TSPE Dallas Chapter Bylaws (Updated 2014)
The Dallas Chapter subscribes to the aims and purposes as set forth in the Preamble, Constitution and By-Laws of the Texas Society of Professional Engineers.
In order to aid in advancing these ideals the Dallas Chapter herewith sets forth its Constitution and By-Laws of which this Preamble is a part.
CONSTITUTIONARTICLE I - NAME
Section 1. This Chapter shall be known as the Dallas Chapter of the Texas Society of Professional Engineers (TSPE).
ARTICLE II - HEADQUARTERS
Section 1. The principal office and the place of meeting shall be located in Dallas County, and shall be selected by the Executive Board.
ARTICLE III - MEMBERSHIP
Section 1. Membership qualifications, grades, obligations and privileges shall be as provided in the Constitution and By-Laws of the Texas Society of Professional Engineers.
ARTICLE IV - OFFICERS, DIRECTORS AND EXECUTIVE BOARD
Section 1. The officers of the Chapter shall consist of a President, President-Elect, Vice-President, Secretary and Treasurer. All officers shall be licensed professional engineers and members of TSPE.
Section 2. There shall be an Executive Board of the Chapter consisting of the Officers of the Chapter, the immediate Past President, five Directors elected from the general membership, each having a minimum of 2 years continuous membership in the organization, State Director, and Alternate State Director. The President shall act as Chairman of the Executive Board.

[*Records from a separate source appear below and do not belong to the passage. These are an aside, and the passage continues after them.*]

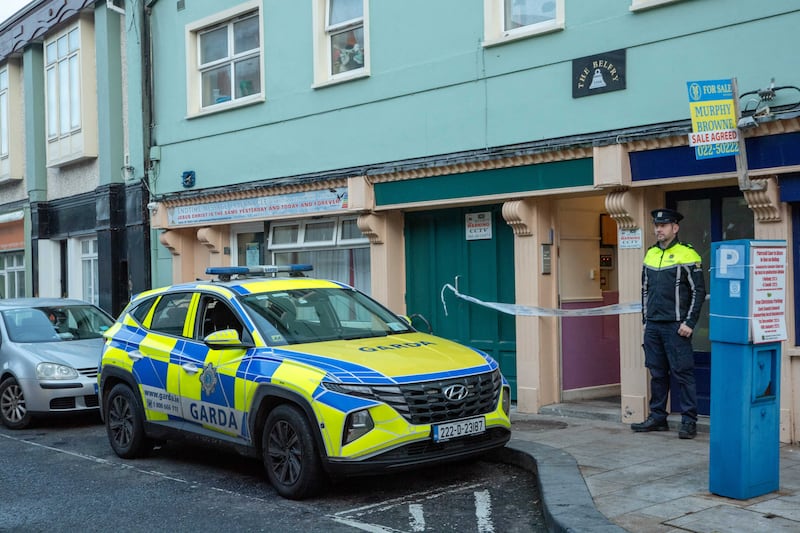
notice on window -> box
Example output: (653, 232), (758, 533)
(750, 246), (786, 344)
(617, 228), (642, 250)
(466, 212), (492, 241)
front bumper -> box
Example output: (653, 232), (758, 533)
(326, 427), (511, 476)
(20, 376), (100, 413)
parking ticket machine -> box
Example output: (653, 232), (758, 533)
(709, 240), (786, 499)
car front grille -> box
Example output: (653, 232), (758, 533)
(325, 370), (503, 424)
(78, 366), (97, 379)
(50, 394), (100, 411)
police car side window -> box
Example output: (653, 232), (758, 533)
(130, 298), (156, 324)
(150, 292), (192, 336)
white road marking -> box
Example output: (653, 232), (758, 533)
(408, 503), (425, 531)
(475, 490), (494, 533)
(0, 433), (269, 502)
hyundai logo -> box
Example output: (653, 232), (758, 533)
(444, 384), (469, 402)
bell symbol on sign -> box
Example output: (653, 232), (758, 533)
(589, 68), (606, 90)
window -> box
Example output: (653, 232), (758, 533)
(0, 252), (25, 298)
(187, 2), (263, 115)
(269, 217), (370, 293)
(484, 0), (564, 46)
(80, 238), (100, 305)
(44, 18), (98, 167)
(45, 27), (81, 139)
(0, 68), (8, 158)
(314, 0), (369, 85)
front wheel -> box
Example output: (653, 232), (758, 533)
(261, 405), (325, 500)
(104, 383), (153, 459)
(0, 378), (32, 429)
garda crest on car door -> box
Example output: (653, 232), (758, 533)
(137, 292), (193, 423)
(180, 294), (250, 438)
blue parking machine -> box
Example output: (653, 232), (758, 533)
(709, 240), (786, 499)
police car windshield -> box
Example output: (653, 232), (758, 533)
(241, 288), (413, 345)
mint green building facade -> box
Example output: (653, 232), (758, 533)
(131, 0), (800, 441)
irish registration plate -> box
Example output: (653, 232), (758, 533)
(433, 416), (486, 442)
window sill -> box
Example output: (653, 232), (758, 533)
(629, 0), (681, 13)
(483, 20), (564, 48)
(0, 175), (22, 185)
(311, 68), (370, 89)
(186, 94), (267, 119)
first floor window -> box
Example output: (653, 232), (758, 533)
(0, 252), (25, 298)
(80, 238), (100, 305)
(45, 26), (81, 139)
(325, 0), (365, 75)
(503, 0), (556, 31)
(267, 217), (371, 294)
(0, 68), (8, 157)
(198, 12), (261, 107)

Section 3. There shall be one State Director and one Alternate State Director, elected by the Chapter.
ARTICLE V - COMMITTEES
Section 1. Standing Committees are formed to execute the duties of the Chapter and shall be appointed by the President.
Section 2. General committees may be formed to address long term needs of the Chapter and shall be appointed by the President.
Section 3. Special Committees may be formed to address special issues and shall be appointed by the President as required, or as directed by action of the Chapter.
Section 4. The Chairman and the members of the Standing Committee shall be appointed by the President with the advice of the Executive Board for the term of the officers, or until discharged, and shall be designated as early as practical after the annual election.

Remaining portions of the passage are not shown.